I belive that size on MDT has been discussed for a long time, and there were even some implementations of it before. I am creating this ticket to discuss it again, because keeping file size on MDTs seems very important for the new policy engine of Lustre (LiPE) that I am currently work on.
LiPE scans MDTs directly and extracts almost all the file attributes. Values of a series of mathematical expressions are calculated by LiPE according to these attribute values. And the expression values determine which rules the corresponding file matches with. This works perfectly for almost all metadata of files, except the file sizes, because MDT doesn't keep file sizes. That is the reason why we want to add file size on MDT.

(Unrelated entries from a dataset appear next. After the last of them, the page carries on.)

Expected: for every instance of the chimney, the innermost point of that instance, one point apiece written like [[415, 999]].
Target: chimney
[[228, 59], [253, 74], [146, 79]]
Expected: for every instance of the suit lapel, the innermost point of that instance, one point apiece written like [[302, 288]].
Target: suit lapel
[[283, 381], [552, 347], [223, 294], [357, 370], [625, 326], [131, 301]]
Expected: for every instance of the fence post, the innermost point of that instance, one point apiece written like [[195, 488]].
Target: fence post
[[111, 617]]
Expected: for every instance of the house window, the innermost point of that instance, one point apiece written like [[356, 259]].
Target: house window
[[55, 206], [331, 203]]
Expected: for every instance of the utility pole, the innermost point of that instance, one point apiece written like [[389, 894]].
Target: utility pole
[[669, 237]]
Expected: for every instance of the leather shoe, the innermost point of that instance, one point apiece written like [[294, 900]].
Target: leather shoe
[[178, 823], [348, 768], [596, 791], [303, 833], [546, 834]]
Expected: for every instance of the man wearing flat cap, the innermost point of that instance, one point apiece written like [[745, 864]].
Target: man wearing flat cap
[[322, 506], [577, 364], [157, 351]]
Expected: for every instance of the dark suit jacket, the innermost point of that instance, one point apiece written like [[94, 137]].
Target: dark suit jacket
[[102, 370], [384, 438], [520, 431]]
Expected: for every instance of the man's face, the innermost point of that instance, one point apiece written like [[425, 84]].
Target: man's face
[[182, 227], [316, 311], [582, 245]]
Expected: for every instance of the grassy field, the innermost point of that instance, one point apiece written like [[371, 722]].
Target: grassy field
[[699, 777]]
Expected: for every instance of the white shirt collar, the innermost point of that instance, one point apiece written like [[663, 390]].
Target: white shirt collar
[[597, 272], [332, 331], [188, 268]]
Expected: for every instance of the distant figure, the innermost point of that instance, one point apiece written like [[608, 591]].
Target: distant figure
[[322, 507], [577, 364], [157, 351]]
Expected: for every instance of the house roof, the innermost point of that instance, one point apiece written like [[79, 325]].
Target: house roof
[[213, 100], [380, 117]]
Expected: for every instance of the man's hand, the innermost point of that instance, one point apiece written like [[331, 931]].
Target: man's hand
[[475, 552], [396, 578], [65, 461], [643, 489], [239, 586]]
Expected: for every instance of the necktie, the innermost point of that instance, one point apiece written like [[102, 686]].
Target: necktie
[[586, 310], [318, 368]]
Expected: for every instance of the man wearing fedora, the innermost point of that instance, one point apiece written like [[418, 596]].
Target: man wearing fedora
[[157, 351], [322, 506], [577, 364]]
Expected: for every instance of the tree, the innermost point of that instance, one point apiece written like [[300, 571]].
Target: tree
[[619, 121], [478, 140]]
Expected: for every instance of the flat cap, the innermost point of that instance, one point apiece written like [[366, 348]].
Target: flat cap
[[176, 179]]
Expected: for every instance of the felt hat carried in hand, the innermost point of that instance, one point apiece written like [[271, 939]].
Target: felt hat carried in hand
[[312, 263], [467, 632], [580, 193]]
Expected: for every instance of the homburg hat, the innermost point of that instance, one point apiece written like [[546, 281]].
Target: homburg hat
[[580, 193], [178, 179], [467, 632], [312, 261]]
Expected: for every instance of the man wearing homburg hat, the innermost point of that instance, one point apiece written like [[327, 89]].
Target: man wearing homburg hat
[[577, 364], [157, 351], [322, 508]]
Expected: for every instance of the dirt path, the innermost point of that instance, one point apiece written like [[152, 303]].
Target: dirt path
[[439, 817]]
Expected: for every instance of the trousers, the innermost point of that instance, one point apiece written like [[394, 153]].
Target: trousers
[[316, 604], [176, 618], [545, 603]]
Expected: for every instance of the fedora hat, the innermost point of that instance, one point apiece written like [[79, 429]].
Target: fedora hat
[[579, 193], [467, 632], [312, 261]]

Given the fact that file size on MDT has been discussed for a long time, I believe a lot of problems/difficulties of implementing this feature has been recognized by people in Lustre community. And I think is obvious that implementing a strict size on MDT with strong guarantees is too hard.
For LiPE, I think file sizes with guarantees of eventual consistency should be enough for most use cases. Because 1) smart administrators will leave enough margin of data management. I don't think smart administrator will define any dangerous rule based on the strict file size without enough margins of timestamps and file size. 2) Most management actions can be withdrawn without any data lose. And 3) Data removing are usually double/triple checked before being committed. It is reasonable to ask administrator to double check the sizes of removing files on Lustre client if file size on MDT is not precise all the time.

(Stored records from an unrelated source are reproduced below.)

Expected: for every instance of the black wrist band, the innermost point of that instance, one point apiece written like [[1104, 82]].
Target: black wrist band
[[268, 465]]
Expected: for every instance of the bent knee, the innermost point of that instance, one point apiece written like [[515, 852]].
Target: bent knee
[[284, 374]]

Still, we have a lot of choices about how to implement file size on MDT, even we choose to imlement a relax/lazy version. I believe that a lot of related work in the history could be reused . I guess using a new extended attribute for file size on MDT might be better than using the i_size in inode structure, since data on MDT is coming. And file size on MDT should be synced in a couple of scenarios which provides enough consistency guarantees yet at the same time introduces little performance impact, for example 1) when the last file close finishes, and 2) when a significant time has been past since last sync
I'd like to work on this when this is fully discussed and a design is agreed by all people involved. Any advice would be appreciated. Thanks!